Objective facts about her life are sparse. Her date of birth is unknown. Hailing from Auldhearn in Nairnshire, Scotland, she was a married woman at the time of her interrogation in 1662. As to her fate after her trial, there is no record of her execution, even though she confessed to practising every kind of black and white witchcraft, from healing sciatica to using a clay poppet to kill her landlord's child.
Gowdie's 1662 confessions, supposedly elicited without torture, are among the most detailed ever recorded, providing an intruiging glimpse into alleged witchcraft practises in early modern Britain. Her testimony first introduces the word "coven" into the trial records--although demonologists such as James I firmly believed in the existence of witches' covens, accused British witches never mentioned them in their confessions before this time. Gowdie's evocatively-worded spells and charms involving shape-shifting, spirit flight and ecstatic journeys to the Queen of Elfhames's hall have strongly influenced ritual traditions in modern neopagan Wicca.
Before setting off into fairyland for their sabbat adventures, Gowdie and her coven members left a besom beside their sleeping husbands. They would:
fly away where (ever we would); and lest our husbands should miss us out of our beds, we put in a besom, or a three-legged stool, and say over it, 'I lay down this besom (or stool) in the devil's name. Let it not stir till I came home again! And immediatedly it seemed like a woman beside her husband. (From Robert Pitcairn's Ancient Criminal Trials in Scotland, cited by Emma Wilby in Cunningfolk and Familiar Spirits: Shamanistic Visionary Traditions in Early Modern British Witchcraft and Magic, Sussex Academic Press, page 101; I have modernised the language.)
To ride the wind, Gowdie straddled a winnowed straw or beanstalk and shouted:
Horse and hattock in the devil's name! (From Domestic Annals of Scotland, from the Reformation to the Revolution, Robert Chambers, Oxford, 1858)
Gowdie and her fellow witches travelled as far as the Downy Hills where the earth opened and the Queen of Elfhame received them in her hall.
Gowdie claimed that she and her friends could shapeshift from human to animal form.

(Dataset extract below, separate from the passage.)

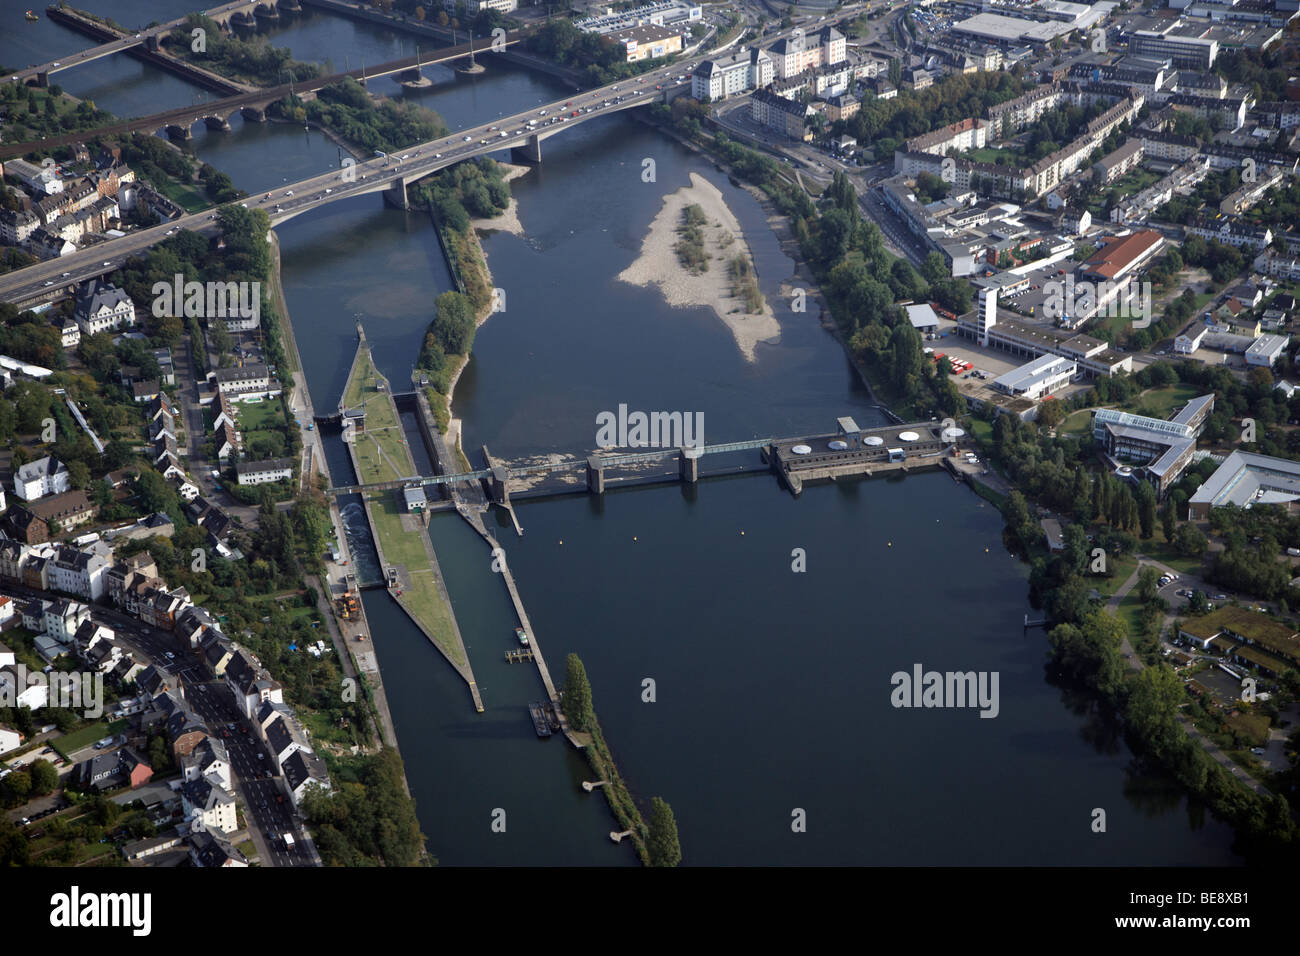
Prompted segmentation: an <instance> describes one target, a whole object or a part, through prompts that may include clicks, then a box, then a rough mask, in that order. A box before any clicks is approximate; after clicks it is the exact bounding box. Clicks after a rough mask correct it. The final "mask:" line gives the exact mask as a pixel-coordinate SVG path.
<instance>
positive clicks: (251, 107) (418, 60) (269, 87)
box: [0, 33, 526, 159]
mask: <svg viewBox="0 0 1300 956" xmlns="http://www.w3.org/2000/svg"><path fill="white" fill-rule="evenodd" d="M525 36H526V34H524V33H515V34H510V35H507V36H506V38H504V39H503V40H502V42H500V43H499V44H498V49H502V51H504V49H510V48H511V47H513V46H515V44H516V43H520V42H521V40H523V39H524V38H525ZM471 46H472V44H471V43H461V44H459V46H456V47H446V48H443V49H437V51H432V52H425V53H416V55H415V56H404V57H399V59H396V60H390V61H389V62H383V64H377V65H374V66H364V65H363V66H359V68H356V69H350V70H343V72H341V73H331V74H329V75H326V77H317V78H315V79H303V81H295V82H291V83H279V85H277V86H268V87H265V88H257V90H252V88H250V90H244V91H239V92H234V94H231V95H229V96H222V98H221V99H216V100H209V101H207V103H199V104H194V105H186V107H175V108H174V109H164V111H160V112H157V113H151V114H149V116H140V117H135V118H133V120H123V121H121V122H114V124H109V125H107V126H98V127H95V129H90V130H78V131H75V133H65V134H61V135H57V137H47V138H45V139H39V140H29V142H25V143H4V144H0V159H13V157H14V156H25V155H26V153H29V152H32V151H35V150H51V148H53V147H56V146H72V144H74V143H83V142H86V140H87V139H90V138H94V137H104V135H117V134H122V133H157V131H160V130H166V133H168V135H169V137H172V138H179V139H188V138H190V129H191V127H192V126H194V125H195V124H199V122H205V124H207V125H208V126H212V127H218V129H229V127H230V118H231V117H233V116H234V114H235V113H242V114H243V116H244V117H246V118H248V120H255V121H259V122H260V121H263V120H265V118H266V116H265V113H266V107H269V105H270V104H272V103H276V101H277V100H282V99H285V98H286V96H289V95H290V94H296V95H299V96H302V95H311V94H315V92H317V91H320V90H324V88H325V87H326V86H333V85H334V83H339V82H342V81H343V79H347V78H352V79H356V81H360V82H361V83H364V82H365V81H368V79H373V78H376V77H387V75H391V74H394V73H407V72H411V73H412V74H413V72H415V70H416V69H417V68H420V66H430V65H434V64H441V62H450V61H452V60H460V59H463V57H467V56H469V55H471V53H473V55H474V56H480V55H482V53H485V52H487V53H491V52H493V49H491V48H490V47H489V48H486V49H484V47H482V42H481V40H480V46H478V47H474V48H473V49H471Z"/></svg>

Variations on her shapeshifting chants are still sung by modern neopagan witches to this day:
I shall go into a hare
With sorrow and such a mickle care
And I shall go out in the devil's name
Ay, till I come home again. (Ibid.)
To return to human form, she used this charm:
Hare, hare, God send thee care!
I am in the hare's likeness just now,
But I shall be in a woman's likeness even now. (Ibid.)
Gowdie's extraordinary confessions have inspired different modern interpretations. Some scholars believe she was deluded or psychotic while others suggest that she offered a made-up story in hope of a more merciful death or to avoid torture.

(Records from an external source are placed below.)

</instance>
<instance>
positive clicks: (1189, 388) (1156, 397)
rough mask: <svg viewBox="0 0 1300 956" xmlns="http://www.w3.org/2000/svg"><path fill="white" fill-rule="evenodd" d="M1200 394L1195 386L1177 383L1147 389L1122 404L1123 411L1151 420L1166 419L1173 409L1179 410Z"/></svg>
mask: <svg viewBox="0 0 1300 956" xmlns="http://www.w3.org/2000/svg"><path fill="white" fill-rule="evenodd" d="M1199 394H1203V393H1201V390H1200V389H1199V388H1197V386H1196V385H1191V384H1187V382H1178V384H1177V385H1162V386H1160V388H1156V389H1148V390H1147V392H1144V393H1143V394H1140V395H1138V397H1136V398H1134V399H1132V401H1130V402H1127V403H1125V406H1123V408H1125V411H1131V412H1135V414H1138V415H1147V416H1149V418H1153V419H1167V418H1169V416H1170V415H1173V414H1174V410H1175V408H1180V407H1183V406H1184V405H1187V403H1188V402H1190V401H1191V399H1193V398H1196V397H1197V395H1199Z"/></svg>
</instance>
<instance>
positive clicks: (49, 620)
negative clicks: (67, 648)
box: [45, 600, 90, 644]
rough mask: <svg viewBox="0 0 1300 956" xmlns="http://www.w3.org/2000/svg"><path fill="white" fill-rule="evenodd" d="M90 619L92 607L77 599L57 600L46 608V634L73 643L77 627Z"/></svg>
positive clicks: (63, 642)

Emma Wilby, in her book Cunningfolk and Familiar Spirits, cites Gowdie's confessions as evidence of shamanistic visionary traditions of pre-Christian origins. Gowdie's experience reflects the way that the fairy faith and witchcraft beliefs co-existed in the early modern mind. Gowdie's interrogators, however, far more interested in finding evidence of alleged diabolical beliefs and malificient magic, found her references to the fairy faith irrelevant and attempted to either omit them or redefine them as devil worship. When Gowdie describes how she journeyed into fairyland while leaving a besom beside her husband in bed, Wilby speculates that Gowdie underwent her experiences in the sort of deep catatonic trance described in Carlo Ginzburg's Ecstasies: Deciphering the Witches' Sabbath.
Wilby's forthcoming book Visions of Isobel Gowdie: Magic, Shamanism and Witchcraft in Seventeenth Century Scotland is based on the author's discovery of Gowdie's original trial records, deemed lost for nearly 200 years. The trial records are currently being authenticated by the National Archives of Scotland.